As demonstrated by the results shown here, MRF has the potential to significantly reduce the effects of errors during acquisition through its basis in pattern recognition. Acquisition errors may globally reduce the probability of a match of an observed signal to any given fingerprint, but as long as the errors do not cause another fingerprint to become the most likely match, the correct quantitative identification will still be made. Ideally, the sequence pattern will be designed so that the various fingerprints from different tissues and materials are as independent as possible, thus ensuring this robustness against motion and other practical errors.

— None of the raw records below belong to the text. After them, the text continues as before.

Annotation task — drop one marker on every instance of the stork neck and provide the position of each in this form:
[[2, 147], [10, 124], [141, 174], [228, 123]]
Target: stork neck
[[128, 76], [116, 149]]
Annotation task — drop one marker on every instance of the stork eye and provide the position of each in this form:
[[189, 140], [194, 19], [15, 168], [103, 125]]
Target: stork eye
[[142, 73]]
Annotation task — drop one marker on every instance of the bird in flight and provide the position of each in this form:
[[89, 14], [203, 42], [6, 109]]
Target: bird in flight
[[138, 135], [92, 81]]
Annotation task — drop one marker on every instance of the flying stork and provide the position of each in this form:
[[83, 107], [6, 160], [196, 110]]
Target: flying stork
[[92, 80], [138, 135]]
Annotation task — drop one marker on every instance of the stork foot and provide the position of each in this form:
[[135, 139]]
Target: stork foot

Commercial MR scanners include methods to minimize the effects of unavoidable system imperfections. However, these inaccuracies are becoming increasingly important as MR technology is pushed to its limits, such as the use of very high magnetic fields or physically larger systems. MRF provides a route to model and account for system imperfections such as B0 and B1 field inhomogeneities by adding these parameters into the dictionary simulation. Since both MRF and DESPOT2 are based on a bSSFP sequence, which is known to be sensitive to field inhomogeneities30,37, Supplementary Figure 2 compares the T2 maps acquired from MRF and DESPOT2 from an in vivo scan. Since off-resonance is not taken into account in the DESPOT2 model, the T2 map from DESPOT2 shows areas of signal voids resulting from susceptibility effects at the air-tissue interfaces. MRF naturally incorporates these effects into the fingerprints, and thus the maps generated by MRF do not show these errors. Thus MRF could, for example, provide higher quality results using the current generation of MR scanners. Alternatively MRF could also allow the design of lower cost MR scanners that can provide the same quality as today’s high end systems through application of MRF models.

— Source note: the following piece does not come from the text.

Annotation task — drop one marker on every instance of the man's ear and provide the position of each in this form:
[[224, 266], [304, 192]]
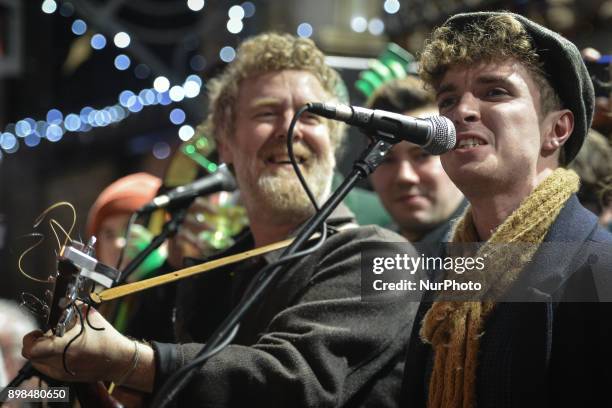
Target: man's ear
[[556, 129], [225, 153]]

Because of its ability to provide quantitative results across many parameters simultaneously, MRF could lead to the direct identification of a material, tissue or pathology based solely on its fingerprint. For example, many cancer cells show changes in multiple MR parameters (e.g. T1, T2, self-diffusion tensor, etc), a combination (though no single parameter) of which could potentially characterize them as different from all surrounding normal tissue types, and thus potentially separable. In an ideal situation, each given material, tissue, or pathology would have its own signal evolution which would be orthogonal to all other signal evolutions. The MRF concept also implies that completely different acquisition schemes are possible in cases where one is only interested in the presence or absence of a particular material or disease state. For example, one could do a very rapid MRF scan of a bulk area of material or tissue and compare the measured signal evolutions against the set of known states of interest. This measurement could either indicate the presence of the material or disease of interest, or indicate its absence within a margin of error. This feature could result in very rapid and accurate screening procedures. In particular, this feature may help to relax the required spatial resolution of an MRI exam, thus increasing the speed, and potentially reducing the cost of an MRI exam. A preliminary example of this kind of visualization is shown in the Supplemental Material Section 3. Using the MRF concept, the operation of the MR unit will also be greatly simplified, since the ‘all in one’ scan concept of MRF has the potential to reduce the dozens of parameters currently presented to the MR operator to a simple ‘scan’ button.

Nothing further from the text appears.